From this mood we may derive the following, by obversion:

When this S is P, it cannot be Q

and This S can be Q

hence, When this S is Q, it cannot be P

Thus, full contraposition is feasible, but only on the proviso that the basis of the conclusion is in advance given as true; without this additional information, it is not permissible. The reason for this is that the original conditional is in principle compatible with the categorical necessity of its consequent.

Note that the above arguments incidentally yield the conclusion that ‘This S can not-be P’. This may be viewed as modal apodosis from the given premises.

c.When** quantity**is introduced into all these equations, it is important to note that it is unaffected, unlike the modality. That is, a general natural conditional, is general for both the antecedent and consequent, implying that ‘all S can be Q’ as well as ‘all S can be P’.

So ‘When any S is P, it can be or must be Q’ converts to ‘When any S is Q, it can be P’, and ‘When any S is P, it can not-be or cannot be Q’ converts by negation to ‘When any S is not Q, it can be P’. Similarly, a particular premise is convertible, though to a particular conclusion.

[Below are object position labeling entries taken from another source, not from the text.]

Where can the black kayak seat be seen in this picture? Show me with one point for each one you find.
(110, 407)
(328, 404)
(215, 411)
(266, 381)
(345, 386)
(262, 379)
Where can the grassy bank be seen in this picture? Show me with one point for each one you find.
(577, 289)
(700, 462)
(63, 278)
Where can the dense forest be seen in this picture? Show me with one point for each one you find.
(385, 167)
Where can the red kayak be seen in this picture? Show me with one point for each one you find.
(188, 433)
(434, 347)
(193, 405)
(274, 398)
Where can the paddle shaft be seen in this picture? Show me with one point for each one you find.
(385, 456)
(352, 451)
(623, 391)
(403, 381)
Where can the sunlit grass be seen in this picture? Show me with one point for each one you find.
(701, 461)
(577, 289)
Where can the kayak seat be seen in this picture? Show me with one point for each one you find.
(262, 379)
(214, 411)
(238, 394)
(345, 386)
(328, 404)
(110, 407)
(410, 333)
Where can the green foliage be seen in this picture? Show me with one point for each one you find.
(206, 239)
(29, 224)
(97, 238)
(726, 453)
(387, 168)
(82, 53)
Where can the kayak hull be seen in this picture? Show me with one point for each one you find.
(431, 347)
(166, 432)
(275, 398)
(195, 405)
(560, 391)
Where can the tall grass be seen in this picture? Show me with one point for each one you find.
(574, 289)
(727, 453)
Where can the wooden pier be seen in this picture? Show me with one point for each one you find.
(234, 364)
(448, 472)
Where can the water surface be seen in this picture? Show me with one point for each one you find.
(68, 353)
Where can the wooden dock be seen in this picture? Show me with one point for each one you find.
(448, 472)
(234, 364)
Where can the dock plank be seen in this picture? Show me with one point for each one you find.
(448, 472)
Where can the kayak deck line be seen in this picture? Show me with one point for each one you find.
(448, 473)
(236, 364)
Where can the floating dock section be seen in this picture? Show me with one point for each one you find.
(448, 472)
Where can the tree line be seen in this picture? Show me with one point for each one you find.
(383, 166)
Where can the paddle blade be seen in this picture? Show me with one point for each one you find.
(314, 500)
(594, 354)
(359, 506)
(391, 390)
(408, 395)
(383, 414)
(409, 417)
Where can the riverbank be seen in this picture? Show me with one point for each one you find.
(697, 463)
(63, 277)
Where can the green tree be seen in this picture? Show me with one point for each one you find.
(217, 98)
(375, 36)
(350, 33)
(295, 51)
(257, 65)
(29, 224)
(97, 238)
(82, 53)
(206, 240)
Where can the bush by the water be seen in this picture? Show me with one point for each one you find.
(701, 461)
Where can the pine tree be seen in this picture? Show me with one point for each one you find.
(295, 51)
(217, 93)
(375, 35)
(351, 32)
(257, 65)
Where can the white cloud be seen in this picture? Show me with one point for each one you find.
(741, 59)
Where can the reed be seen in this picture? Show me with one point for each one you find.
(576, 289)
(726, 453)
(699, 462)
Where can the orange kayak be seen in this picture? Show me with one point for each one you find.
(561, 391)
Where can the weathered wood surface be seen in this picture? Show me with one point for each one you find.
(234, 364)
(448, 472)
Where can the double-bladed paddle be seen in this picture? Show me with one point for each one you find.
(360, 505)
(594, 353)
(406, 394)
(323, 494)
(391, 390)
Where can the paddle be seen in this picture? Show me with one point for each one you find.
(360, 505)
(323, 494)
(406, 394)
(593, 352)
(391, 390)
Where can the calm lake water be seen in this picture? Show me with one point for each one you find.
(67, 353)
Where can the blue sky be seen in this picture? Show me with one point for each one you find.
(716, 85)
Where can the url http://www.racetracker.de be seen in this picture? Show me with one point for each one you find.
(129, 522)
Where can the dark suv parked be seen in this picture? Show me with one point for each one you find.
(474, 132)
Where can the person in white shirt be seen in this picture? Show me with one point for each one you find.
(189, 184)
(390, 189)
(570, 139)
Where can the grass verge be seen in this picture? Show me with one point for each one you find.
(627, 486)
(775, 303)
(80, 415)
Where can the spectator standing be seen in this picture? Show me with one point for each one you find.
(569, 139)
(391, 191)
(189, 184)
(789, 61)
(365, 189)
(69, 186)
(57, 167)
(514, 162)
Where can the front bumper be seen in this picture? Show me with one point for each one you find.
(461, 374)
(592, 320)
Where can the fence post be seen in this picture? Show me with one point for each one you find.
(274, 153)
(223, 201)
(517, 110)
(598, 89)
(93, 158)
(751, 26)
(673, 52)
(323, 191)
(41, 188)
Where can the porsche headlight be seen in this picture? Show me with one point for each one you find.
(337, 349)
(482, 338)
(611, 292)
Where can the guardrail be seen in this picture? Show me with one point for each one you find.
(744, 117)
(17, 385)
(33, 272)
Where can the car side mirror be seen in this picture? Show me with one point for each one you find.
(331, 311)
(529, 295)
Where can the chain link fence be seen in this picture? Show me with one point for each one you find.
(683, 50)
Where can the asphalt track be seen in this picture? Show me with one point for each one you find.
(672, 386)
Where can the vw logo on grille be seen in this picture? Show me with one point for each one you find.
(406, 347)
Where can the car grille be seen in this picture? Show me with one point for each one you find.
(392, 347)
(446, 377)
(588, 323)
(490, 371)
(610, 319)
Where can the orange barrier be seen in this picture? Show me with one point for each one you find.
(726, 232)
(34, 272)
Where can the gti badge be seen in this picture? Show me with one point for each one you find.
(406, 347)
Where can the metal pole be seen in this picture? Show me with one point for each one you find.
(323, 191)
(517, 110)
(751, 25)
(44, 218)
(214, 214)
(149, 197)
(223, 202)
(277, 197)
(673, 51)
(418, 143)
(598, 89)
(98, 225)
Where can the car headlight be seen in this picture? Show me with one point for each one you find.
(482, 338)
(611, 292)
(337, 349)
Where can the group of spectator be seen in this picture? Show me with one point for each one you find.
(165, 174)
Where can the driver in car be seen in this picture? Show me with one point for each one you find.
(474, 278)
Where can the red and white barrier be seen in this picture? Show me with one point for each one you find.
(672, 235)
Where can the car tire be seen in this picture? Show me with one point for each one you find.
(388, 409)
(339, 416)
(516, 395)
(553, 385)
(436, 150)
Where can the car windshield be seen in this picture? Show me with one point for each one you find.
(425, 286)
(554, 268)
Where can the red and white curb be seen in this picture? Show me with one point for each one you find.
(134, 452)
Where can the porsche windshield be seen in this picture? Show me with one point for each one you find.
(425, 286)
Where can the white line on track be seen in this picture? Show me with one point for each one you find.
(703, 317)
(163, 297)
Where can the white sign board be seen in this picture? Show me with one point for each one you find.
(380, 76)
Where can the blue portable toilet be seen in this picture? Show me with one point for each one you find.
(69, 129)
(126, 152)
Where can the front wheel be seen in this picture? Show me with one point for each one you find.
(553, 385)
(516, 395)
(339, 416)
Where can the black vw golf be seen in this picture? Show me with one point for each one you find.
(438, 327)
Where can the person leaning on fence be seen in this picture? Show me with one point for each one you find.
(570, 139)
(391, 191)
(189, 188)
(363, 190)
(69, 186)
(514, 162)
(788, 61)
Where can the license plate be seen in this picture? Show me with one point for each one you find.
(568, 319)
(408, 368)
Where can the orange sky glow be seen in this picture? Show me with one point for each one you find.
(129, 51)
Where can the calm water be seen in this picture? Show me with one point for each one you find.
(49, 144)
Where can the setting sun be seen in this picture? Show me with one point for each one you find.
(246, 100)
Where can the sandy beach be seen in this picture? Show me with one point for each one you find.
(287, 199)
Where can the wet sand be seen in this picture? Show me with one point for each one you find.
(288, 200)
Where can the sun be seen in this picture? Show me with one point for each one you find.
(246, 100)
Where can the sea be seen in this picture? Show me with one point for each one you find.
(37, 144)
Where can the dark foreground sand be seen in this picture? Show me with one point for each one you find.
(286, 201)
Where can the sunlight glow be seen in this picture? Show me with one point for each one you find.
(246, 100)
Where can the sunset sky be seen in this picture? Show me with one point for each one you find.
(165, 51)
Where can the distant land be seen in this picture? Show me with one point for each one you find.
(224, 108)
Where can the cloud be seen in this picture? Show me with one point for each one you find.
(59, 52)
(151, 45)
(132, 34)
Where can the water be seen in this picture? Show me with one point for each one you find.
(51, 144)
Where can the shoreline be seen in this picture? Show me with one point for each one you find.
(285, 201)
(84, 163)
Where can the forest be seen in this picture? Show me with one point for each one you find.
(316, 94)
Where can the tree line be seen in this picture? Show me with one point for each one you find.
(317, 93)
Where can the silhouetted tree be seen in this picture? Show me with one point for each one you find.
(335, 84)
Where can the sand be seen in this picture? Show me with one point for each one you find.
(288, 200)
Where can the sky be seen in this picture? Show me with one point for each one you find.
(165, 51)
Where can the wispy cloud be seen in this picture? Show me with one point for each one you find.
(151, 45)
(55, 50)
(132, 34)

Likewise, given that ‘All S can not-be Q’, the necessary ‘When any S is P, it must be Q’ contraposes to ‘When any S is not Q, it cannot be P’. Also, note well, when only one of the premises is general, whichever one — that is, given ‘When any S is P, it must be Q’ and ‘Some S can not-be Q’, or given that ‘When certain S are P, they must be Q’ and ‘All S can not-be Q’ — we can still infer that ‘When certain S are not Q, they cannot be P’ (and so that ‘Some S can not-be P’). However, if both premises are particular, contraposition is not permitted. Similarly, throughout, for propositions with negative predicates.

Derivative processes behave accordingly. For instance, inversion, being contraposition followed by conversion or vice-versa, requires two premises at least one of which is general, and always results in a potential conclusion.

Lastly note, these changes all essentially concern the predicates of natural conditionals. We might additionally have considered changes affecting the subject, such as conversions within the antecedent or consequent clause. But the idea seems somewhat artificial in this context, unlike in hypotheticals.